Salas: Sophomore fall, we co-directed “The White Rose” by Lillian Garrett-Groag—about German youth in Nazi Germany—and we’ve been working together artistically since.
Mead: We share a similar artistic vision. With directing, there can’t be two different directions, but we do have two different perspectives, and that’s helpful, because whatever Rob doesn’t pick up, I can pick up, and whatever I don’t pick up, Rob can pick up.
Orchestrating a production of Shakespeare is a feat for any director, but the limitations of the college stage present unique challenges, leaving room for creative solutions.
Salas: If you’re going to do Shakespeare for a college audience in the Ex, you can’t do a three hour behemoth of a play. If you’re going to do this show full-on, it’s going to be three hours, it’s going to have 20 people in it, and it’s going to have effects and general badassness. Because of the way the budget works here, the size of the talent pool, and the attention span of the college audience, we made it so it’s 10 characters, cut down the play so it’s about two hours, and renewed some things that would have been budget problems. So we’re adapting, yeah, but rewording Shakespeare? No, all it is is trying to take this enormous, fantastic play and fit it into our purposes.
Mead: We’re not losing anything from the storyline, and, with 10 characters, I think it makes it more intimate. The focal points are the characters, and everything else acts as a funnel to center that focus on the characters. We’re not professionally trained, and a lot of people have packed schedules, so having 10 characters gives us more time to help people develop their language and also develop their characters.
The music of the show was important to both directors, and they used their personal experience and expertise to create an original soundtrack that would enhance the production without drawing attention away from the action or the character development.

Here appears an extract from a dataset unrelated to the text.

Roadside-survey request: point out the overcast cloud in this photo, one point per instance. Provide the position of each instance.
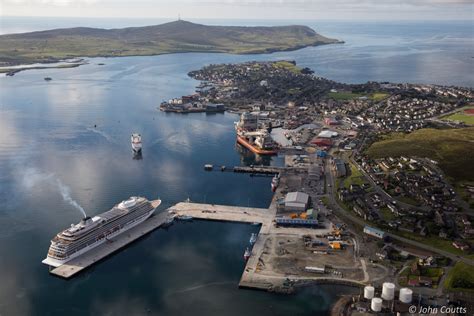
(252, 9)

Salas: I feel like a lot of people do “cool” stuff rather than well-chosen stuff. I feel that that does not lend itself to be kind of obscure aesthetically, which I think music should be in a play—stripped down and open for interpretation. We have some original Flamenco music that I composed with my dad, and that’s going to be the kind of narrator of the show. All of the transitions are going to be a single guitar playing.

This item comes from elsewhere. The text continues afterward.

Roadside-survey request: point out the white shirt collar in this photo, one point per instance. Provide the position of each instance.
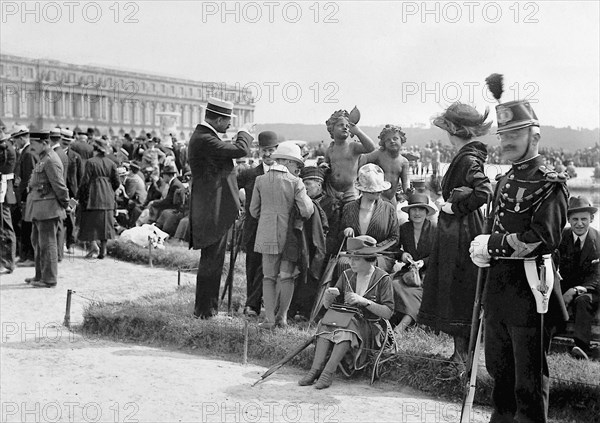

In line with the subtlety of the music, the technical aspects of the show cater to the directors’ minimalist philosophy.
Salas: Our style for the show, which is also our credo, is to give more agency to the actors than the director. Everything is stripped down, the timing is neutral, the set is minimal, the costumes are softly suggesting a militaristic setting, but are still abstract.
Salas and Mead chose “Julius Caesar” because they believe it’s the best of Shakespeare’s plays to put on.
Mead: It’s almost like two plays within one. The first act is amazing, because there’s all this build up and then there’s an assassination. The second act, though, is just action-packed, and there’s so much irony within it. It’s weird because—not to play on words or anything—but there’s a lot of backstabbing going on in the first act and then a lot of front-stabbing going on in the second act.
“Julius Caesar” runs from March 22-24 at the Loeb Experimental Theatre.